•
|
Versioned files are files submitted by Perforce users. Versioned files are stored in directory trees called depots.
|
•
|
Database files store metadata, including changelists, opened files, client specs, branch specs, and other data concerning the history and present state of the versioned files.
|
Database files appear as db.* files in the top level of the server root directory. Each
db.* file contains a single, binary-encoded database table.
Disk space shortages, hardware failures, and system crashes can corrupt any of the Perforce server's files. That's why the entire Perforce root directory structure (your versioned files and your database) should be backed up regularly.
The files that constitute the Perforce database, on the other hand, are not guaranteed to be in a state of transactional integrity if archived by a conventional backup program. Restoring the
db.* files from regular system backups can result in an inconsistent database. The only way to guarantee the integrity of the database after it's been damaged is to reconstruct the
db.* files from Perforce checkpoint and journal files:
•
|
A checkpoint is a snapshot or copy of the database at a particular moment in time.
|
•
|
A journal is a log of updates to the database since the last snapshot was taken.
|
The checkpoint file is often much smaller than the original database, and it can be made smaller still by compressing it. The journal file, on the other hand, can grow quite large; it is truncated whenever a checkpoint is made, and the older journal is renamed. The older journal files can then be backed up offline, freeing up more space locally.

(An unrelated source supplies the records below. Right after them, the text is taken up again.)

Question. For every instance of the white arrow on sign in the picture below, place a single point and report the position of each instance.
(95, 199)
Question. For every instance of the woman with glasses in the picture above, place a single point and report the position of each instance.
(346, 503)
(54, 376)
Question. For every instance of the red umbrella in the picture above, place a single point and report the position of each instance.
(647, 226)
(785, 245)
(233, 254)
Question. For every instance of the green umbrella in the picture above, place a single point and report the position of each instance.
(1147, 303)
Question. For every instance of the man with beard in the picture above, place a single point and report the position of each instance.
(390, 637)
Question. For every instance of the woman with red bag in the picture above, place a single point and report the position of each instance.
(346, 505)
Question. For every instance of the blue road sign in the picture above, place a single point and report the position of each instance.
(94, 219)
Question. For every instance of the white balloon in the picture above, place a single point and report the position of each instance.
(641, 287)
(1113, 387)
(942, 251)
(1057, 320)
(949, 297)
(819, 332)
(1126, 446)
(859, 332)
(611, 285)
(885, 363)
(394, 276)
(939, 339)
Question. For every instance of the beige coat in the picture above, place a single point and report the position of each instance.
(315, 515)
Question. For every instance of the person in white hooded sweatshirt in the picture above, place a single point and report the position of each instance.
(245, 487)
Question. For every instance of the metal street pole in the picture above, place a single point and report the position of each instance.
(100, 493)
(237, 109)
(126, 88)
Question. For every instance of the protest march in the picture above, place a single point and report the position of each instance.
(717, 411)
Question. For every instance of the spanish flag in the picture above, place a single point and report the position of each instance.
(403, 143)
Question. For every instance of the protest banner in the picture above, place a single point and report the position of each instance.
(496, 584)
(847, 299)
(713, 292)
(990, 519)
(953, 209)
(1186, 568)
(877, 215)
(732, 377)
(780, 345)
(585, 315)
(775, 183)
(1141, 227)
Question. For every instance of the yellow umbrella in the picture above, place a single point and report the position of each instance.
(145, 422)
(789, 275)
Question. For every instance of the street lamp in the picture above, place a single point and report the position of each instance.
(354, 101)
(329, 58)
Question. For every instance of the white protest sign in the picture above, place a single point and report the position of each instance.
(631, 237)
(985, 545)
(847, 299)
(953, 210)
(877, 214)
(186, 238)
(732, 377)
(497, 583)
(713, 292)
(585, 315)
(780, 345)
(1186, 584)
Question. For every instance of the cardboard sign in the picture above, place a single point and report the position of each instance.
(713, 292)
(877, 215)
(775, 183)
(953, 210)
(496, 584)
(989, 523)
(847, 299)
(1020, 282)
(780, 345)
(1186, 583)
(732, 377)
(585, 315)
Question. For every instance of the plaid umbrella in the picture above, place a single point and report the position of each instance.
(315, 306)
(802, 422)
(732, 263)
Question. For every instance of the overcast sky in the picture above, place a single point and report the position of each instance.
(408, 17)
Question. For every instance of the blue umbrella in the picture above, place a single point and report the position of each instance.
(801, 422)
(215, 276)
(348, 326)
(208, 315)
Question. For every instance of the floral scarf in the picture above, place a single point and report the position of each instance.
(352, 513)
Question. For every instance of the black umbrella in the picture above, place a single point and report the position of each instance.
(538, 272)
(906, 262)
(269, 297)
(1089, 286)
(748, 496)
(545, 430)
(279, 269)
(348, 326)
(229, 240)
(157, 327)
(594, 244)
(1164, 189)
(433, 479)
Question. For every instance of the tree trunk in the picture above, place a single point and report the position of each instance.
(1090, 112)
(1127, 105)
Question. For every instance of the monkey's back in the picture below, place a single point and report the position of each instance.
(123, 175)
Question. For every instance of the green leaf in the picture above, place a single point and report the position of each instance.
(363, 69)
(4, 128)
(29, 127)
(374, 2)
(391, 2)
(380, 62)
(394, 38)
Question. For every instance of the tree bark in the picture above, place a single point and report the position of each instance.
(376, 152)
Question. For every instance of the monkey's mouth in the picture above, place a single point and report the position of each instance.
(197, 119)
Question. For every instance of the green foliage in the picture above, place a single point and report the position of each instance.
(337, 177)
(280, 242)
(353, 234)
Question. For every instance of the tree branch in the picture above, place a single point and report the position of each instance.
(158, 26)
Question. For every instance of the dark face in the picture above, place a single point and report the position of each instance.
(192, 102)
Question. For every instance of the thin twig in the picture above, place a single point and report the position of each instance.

Because the information stored in the Perforce database is as irreplaceable as your versioned files, checkpointing and journaling are an integral part of administering a Perforce server, and should be part of your regular backup cycle.
A checkpoint is a file that contains all information necessary to re-create the metadata in the Perforce database. When you create a checkpoint, the Perforce database is locked, enabling you to take an internally consistent snapshot of that database.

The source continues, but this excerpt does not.